• gelin taci anlamina gelen bir sozcuk.
  • klarinetin popo nahiyesine verilen ad. insanların nasıl farklı popoları var ise klarinetlerin de kıvrım katsayısı farklı kalakları bulunur.
  • bakır nefeslilerde boru düzeneklerinin en sonunda sesin çıktığı ve açıldığı bölüm. özellikle dışa doğru kıvrık olan kalak bölümü sesin rezonansını oldukça etkilemekte ve bu nedenle entrümanın yapısına göre kalağın çapı da değişmektedir. (bkz: trombon) (bkz: trompet) (bkz: tuba) (bkz: korno) ve alternatif olarak tahta nefesli (bkz: saksofon)
  • tezek yığını.
  • ruhen sıkılma, boğulma, manen dar alanlara hapsolup, çıkamama hali.
  • eski dilde "burun ucu" anlamına gelir.
  • klarnetin en alt parçasıdır. kalak çıkışı kapatılırsa enstrümanın tüm delikleri kapalı haldeyken ses çıkmaz çünkü böyle bir durumda havanın dışarıya çıkabileceği tek delik kalaktır. kalağa yakın deliklerden birinin açılması ile boğuk ve normalden pes bir ses çıkar. ancak kalak çıkışı kapalı iken klarnetin ağızlığına yakın kısmındaki deliklerin açılması halinde seste çok ufak değişiklikler olacağından genelde görenler nasıl ses çıktığına şaşırırlar. kalak en kolay zarar görebilecek parçalardan olduğundan dikkat etmek gerekir. özellikle yere sert bir şekilde koyulması halinde klarnetin malzemesinde çatlamalar meydana gelebilir. klarnet ayaklığı kullanılması tavsiye edilir. ayrica yeni nesil telsiz mikrofonlar artik baril yerine kalağa da bağlanabilmektedir.
  • (bkz: brass) adı verilen bakır üflemeli çalgıların en sonundaki, sesin dışarıya verildiği aksama verilen ad. brasslardan ayrı olarak klarinetde de aynı aksam aynı ismi alır.
  • tdk'da anlamı gelin tacı olarak verilmiş. neden özellikle gelin tacı? uç, en gibi bir anlamı var sanırım, çünkü diğer anlamı da şapka siperliği. yine tdk'da bir diğer anlamı, burun ucu.

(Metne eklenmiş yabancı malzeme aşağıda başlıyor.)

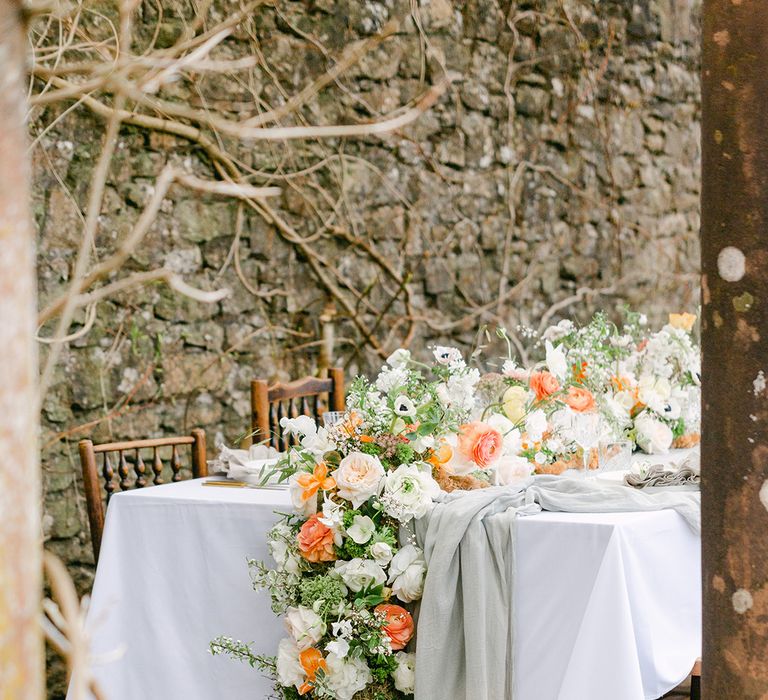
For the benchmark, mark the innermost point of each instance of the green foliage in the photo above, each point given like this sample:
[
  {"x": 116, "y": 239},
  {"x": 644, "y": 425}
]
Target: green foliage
[{"x": 324, "y": 592}]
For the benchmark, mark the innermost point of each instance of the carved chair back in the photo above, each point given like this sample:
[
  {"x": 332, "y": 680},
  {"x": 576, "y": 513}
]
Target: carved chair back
[
  {"x": 133, "y": 464},
  {"x": 310, "y": 396}
]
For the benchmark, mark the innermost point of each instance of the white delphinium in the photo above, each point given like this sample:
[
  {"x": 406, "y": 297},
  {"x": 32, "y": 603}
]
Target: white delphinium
[
  {"x": 305, "y": 626},
  {"x": 391, "y": 378},
  {"x": 289, "y": 669},
  {"x": 281, "y": 543},
  {"x": 399, "y": 358},
  {"x": 558, "y": 331}
]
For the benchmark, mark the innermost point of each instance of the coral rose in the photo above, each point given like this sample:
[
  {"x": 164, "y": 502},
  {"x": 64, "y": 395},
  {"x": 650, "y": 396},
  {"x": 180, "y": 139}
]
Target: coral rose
[
  {"x": 399, "y": 627},
  {"x": 311, "y": 661},
  {"x": 580, "y": 400},
  {"x": 544, "y": 384},
  {"x": 316, "y": 541},
  {"x": 480, "y": 443}
]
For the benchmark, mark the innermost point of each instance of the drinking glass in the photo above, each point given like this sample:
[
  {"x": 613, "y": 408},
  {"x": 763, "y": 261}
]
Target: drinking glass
[
  {"x": 586, "y": 434},
  {"x": 331, "y": 418}
]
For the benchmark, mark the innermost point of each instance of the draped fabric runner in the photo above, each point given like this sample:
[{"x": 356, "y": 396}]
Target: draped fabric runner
[{"x": 464, "y": 647}]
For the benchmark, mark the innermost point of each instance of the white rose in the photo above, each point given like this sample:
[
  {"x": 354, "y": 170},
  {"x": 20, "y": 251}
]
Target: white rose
[
  {"x": 381, "y": 553},
  {"x": 399, "y": 358},
  {"x": 405, "y": 673},
  {"x": 536, "y": 425},
  {"x": 318, "y": 443},
  {"x": 653, "y": 436},
  {"x": 346, "y": 676},
  {"x": 359, "y": 574},
  {"x": 408, "y": 492},
  {"x": 362, "y": 529},
  {"x": 556, "y": 361},
  {"x": 406, "y": 573},
  {"x": 305, "y": 626},
  {"x": 358, "y": 477},
  {"x": 511, "y": 468},
  {"x": 285, "y": 559},
  {"x": 289, "y": 669},
  {"x": 306, "y": 508},
  {"x": 340, "y": 647},
  {"x": 301, "y": 425},
  {"x": 404, "y": 406}
]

    gelin tacı diye ad verilince, insanın "çeyiz" anlamında "kalın" ile akrabalığı sorgulayası geliyor. özellikle gelin tacı denmiş her yerde çünkü, taç değil. ama makul hiçbir açıklama düşünemedim. yine tdk'da bir diğer anlamı da tezek yığını olarak verilmiş, çık şimdi işin içinden.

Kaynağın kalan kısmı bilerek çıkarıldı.